Po wojnie drugim miastem Bernarda Ładysza stała się Warszawa. Właściwe studia wokalne podjął w Państwowej Wyższej Szkole Muzycznej im. Fryderyka Chopina (obecnie UMFC), pod kierunkiem prof. Wacława Filipowicza. Karierę artystyczną rozpoczął w 1946 roku w Reprezentacyjnym Zespole Wojska Polskiego.

Duże znaczenie dla kariery Bernarda Ładysza miało zdobycie pierwszej nagrody na konkursie śpiewaczym we włoskim Vercelli w 1956 roku. Zgodnie z regulaminem tego konkursu laureat mógł zadebiutować w mediolańskiej La Scali. Bernard Ładysz nie zdecydował się jednak na ten krok - zaangażował się natomiast do występów w Teatro Massimo w Palermo. W 1959 roku włoski dyrygent Tullio Serafin, który realizował w Londynie nagranie "Łucji z Lammermoor", powierzył polskiemu artyście partię w tym nagraniu, które powstało przy udziale światowej sławy artystów - m.in. Marii Callas, Piera Cappuccillego, Ferruccia Tagliaviniego.

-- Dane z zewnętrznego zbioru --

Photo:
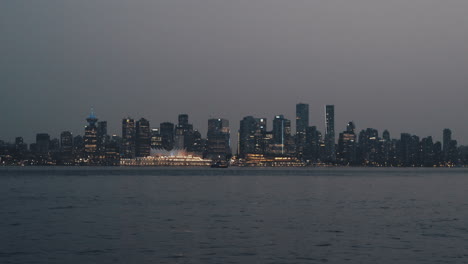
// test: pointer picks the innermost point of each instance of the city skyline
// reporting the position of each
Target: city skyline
(116, 128)
(143, 144)
(395, 65)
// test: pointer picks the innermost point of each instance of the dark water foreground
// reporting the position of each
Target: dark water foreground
(235, 215)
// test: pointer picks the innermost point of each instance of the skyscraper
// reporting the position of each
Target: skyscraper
(302, 122)
(446, 141)
(66, 146)
(252, 136)
(330, 133)
(183, 133)
(128, 138)
(156, 140)
(218, 139)
(90, 138)
(346, 153)
(143, 138)
(167, 135)
(102, 136)
(42, 143)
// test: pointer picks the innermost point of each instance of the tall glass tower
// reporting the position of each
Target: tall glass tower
(330, 133)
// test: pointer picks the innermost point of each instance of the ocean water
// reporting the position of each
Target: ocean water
(235, 215)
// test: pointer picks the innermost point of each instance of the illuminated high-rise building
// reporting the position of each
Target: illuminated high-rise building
(42, 143)
(282, 139)
(66, 147)
(218, 139)
(330, 133)
(167, 135)
(127, 149)
(302, 122)
(143, 138)
(346, 152)
(90, 137)
(156, 140)
(252, 136)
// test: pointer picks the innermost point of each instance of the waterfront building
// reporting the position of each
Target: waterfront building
(251, 136)
(42, 144)
(90, 138)
(218, 139)
(302, 123)
(330, 153)
(142, 138)
(156, 139)
(167, 135)
(66, 148)
(128, 148)
(346, 151)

Od 1972 roku Ładysz związany był z Teatrem Wielkim w Warszawie. Tam wcielił się m.in. w tytułową rolę Borysa Godunowa w operze Modesta Musorgskiego. Śpiewał też partie Zygmunta Augusta w "Buncie żaków" Tadeusza Szeligowskiego czy Priama w "Odprawie posłów greckich" Witolda Rudzińskiego. Jego kreacje wokalne nie ograniczały się tylko do tych występów. Brał też udział w nagraniach oper dla Polskiego Radia, występował na festiwalach muzyki współczesnej "Warszawska Jesień", uczestniczył w światowych prawykonaniach utworów współczesnych kompozytorów, m.in. Krzysztofa Pendereckiego.

Występował też w filmach, m.in. w "Ziemi obiecanej" w reżyserii Andrzeja Wajdy, "Znachorze" w reżyserii Jerzego Hoffmana) w musicalach, m.in. w roli Tewiego w "Skrzypku na dachu" Josepha Steina i Jerry'ego Bocka oraz na estradzie piosenkarskiej. Współpracował z Teatrem Syrena w Warszawie.